Prescott is a very different design to Northwood and the most dramatic change is the lengthening of the pipeline, from 20 stages to 31 stages. Longer pipelines allow for higher clock frequencies, but can also cause problems. Such problems occur when the data being processed in the pipeline is no longer needed and has to be dumped from the chip. The further down the pipe the data is before being dumped, the greater the performance penalty. Consequently, Northwood runs faster than Prescott at the same frequency, as Prescott is doing less work per clock cycle.

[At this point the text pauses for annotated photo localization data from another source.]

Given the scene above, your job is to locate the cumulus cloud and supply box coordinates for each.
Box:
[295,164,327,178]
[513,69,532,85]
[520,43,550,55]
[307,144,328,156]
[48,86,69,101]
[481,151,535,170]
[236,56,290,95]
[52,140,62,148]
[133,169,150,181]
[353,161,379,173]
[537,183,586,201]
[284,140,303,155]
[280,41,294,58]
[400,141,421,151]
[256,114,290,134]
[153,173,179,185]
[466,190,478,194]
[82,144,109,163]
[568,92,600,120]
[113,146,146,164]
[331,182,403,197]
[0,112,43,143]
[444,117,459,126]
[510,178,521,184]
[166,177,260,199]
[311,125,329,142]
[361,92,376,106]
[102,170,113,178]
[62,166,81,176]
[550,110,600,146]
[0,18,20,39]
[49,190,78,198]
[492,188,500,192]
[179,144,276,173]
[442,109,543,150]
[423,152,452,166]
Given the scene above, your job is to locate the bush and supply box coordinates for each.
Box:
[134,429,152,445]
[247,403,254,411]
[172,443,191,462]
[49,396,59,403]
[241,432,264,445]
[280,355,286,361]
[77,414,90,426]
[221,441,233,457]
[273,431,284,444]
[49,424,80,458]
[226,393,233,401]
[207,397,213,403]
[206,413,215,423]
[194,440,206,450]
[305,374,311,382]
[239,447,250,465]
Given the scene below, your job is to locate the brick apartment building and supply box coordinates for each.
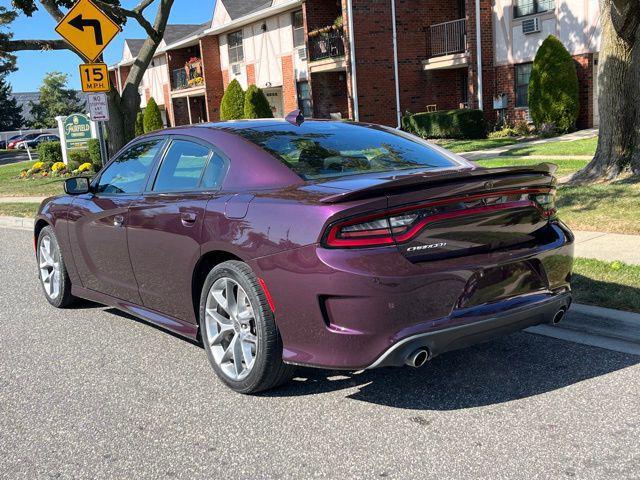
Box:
[110,0,601,130]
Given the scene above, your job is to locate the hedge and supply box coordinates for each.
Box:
[67,149,91,171]
[87,138,103,169]
[529,35,579,133]
[143,97,163,132]
[220,79,245,120]
[244,84,273,119]
[36,141,63,164]
[402,109,487,139]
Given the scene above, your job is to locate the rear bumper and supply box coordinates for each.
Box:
[367,291,572,368]
[250,222,574,370]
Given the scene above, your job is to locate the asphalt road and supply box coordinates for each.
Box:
[0,150,36,166]
[1,227,639,479]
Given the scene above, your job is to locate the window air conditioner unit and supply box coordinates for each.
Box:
[298,48,307,61]
[522,17,541,35]
[231,63,241,76]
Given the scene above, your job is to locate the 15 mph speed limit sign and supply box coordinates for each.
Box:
[79,62,110,92]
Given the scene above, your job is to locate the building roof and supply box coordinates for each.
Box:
[163,23,209,44]
[124,39,146,58]
[221,0,273,20]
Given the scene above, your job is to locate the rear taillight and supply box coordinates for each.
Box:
[323,188,555,248]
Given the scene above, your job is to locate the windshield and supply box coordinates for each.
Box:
[231,122,463,180]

To try and counterattack the negative effects of the longer pipeline, Prescott has several other tricks up its sleeve. For starters, the Level 1 data cache has been doubled from 8 to 16KB, although the Level 1 trace cache for storing decoded micro-ops remains the same. More dramatically, there's now 1MB of L2 cache and better prefetching to utilise it more effectively.

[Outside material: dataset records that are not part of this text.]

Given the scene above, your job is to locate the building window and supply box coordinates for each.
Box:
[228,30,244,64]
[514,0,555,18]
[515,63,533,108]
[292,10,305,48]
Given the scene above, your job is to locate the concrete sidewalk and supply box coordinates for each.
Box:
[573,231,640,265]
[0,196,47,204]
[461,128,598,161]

Prescott is also considerably denser than Northwood because it's built on a 90nm manufacturing process, the first desktop CPU in the world to use such a fine process. Northwood is built on a 0.13micron process (130nm). A smaller process should make it easier to ramp up the clock frequency and help to make the chips cooler because it's possible to run the circuits at a lower voltage. For example, our sample chip runs at 1.375V, while a 2.8GHz Northwood runs at 1.525V. Interestingly, our test CPU was ten degrees hotter than the Northwood at the same frequency under full load - which gives credence to the rumour that Prescott was delayed (it was due last year) because Intel was having problems controlling heat output.
Finally, there's enhanced Hyper-Threading, although application support is still lacking.
Intel will initially launch the Prescott Pentium 4e in four different speed grades: 2.8, 3, 3.2 and 3.4GHz, but was only able to supply a 2.8GHz chip to us in time for this review. To provide a fair, apples-to-apples comparison, we tested the Prescott chip against a 2.8GHz Northwood.
We had our suspicions that the enlarged Level 1 and 2 cache would not be enough to counter the longer pipeline and were proved correct. At the same frequency, the Prescott performed somewhat slower than the Northwood in all of the Custom PC Media Benchmarks. A close examination of the results shows a performance gap of between 2 - 8 per cent. This meant the overall score dropped from 1.33 on the Northwood to 1.27 on the Prescott. We then ran our Wolfenstein: Enemy Territory gaming benchmark, and recorded a similar drop in performance, as the frame rate was 2 per cent slower.
Prescott does have one potential ace up its sleeve though: SSE3. SSE3 is a set of 13 additional instructions that, just like the new instructions introduced in MMX, SSE and SSE2, should help to improve performance in complex multimedia tasks, such as video encoding. However, because it takes so long for developers to write software, it's unlikely we'll see any major applications that take advantage of SSE3 before the year end, although some apps may be patched earlier.
CONCLUSION
Ultimately, its pretty hard - if not impossible - to feel all rosy-cheeked and excited about the Pentium 4e. The architectural changes from the Northwood to Prescott cores are a mixed blessing. Prescott should theoretically scale much higher than Northwood, although it's likely Intel will have moved to the LGA 775 packaging by then. But, if SSE2 is anything to go by, SSE3 should boost performance in a noticeable way. Intel will sell Northwood and Prescott chips at exactly the same price into the trade, but, according to sources close to Intel, supply will be extremely limited for several months at least, which could bump up pricing by as much as 20 per cent. And because it performs slower at the same clock frequency, it's really not worth buying a Prescott chip at this stage.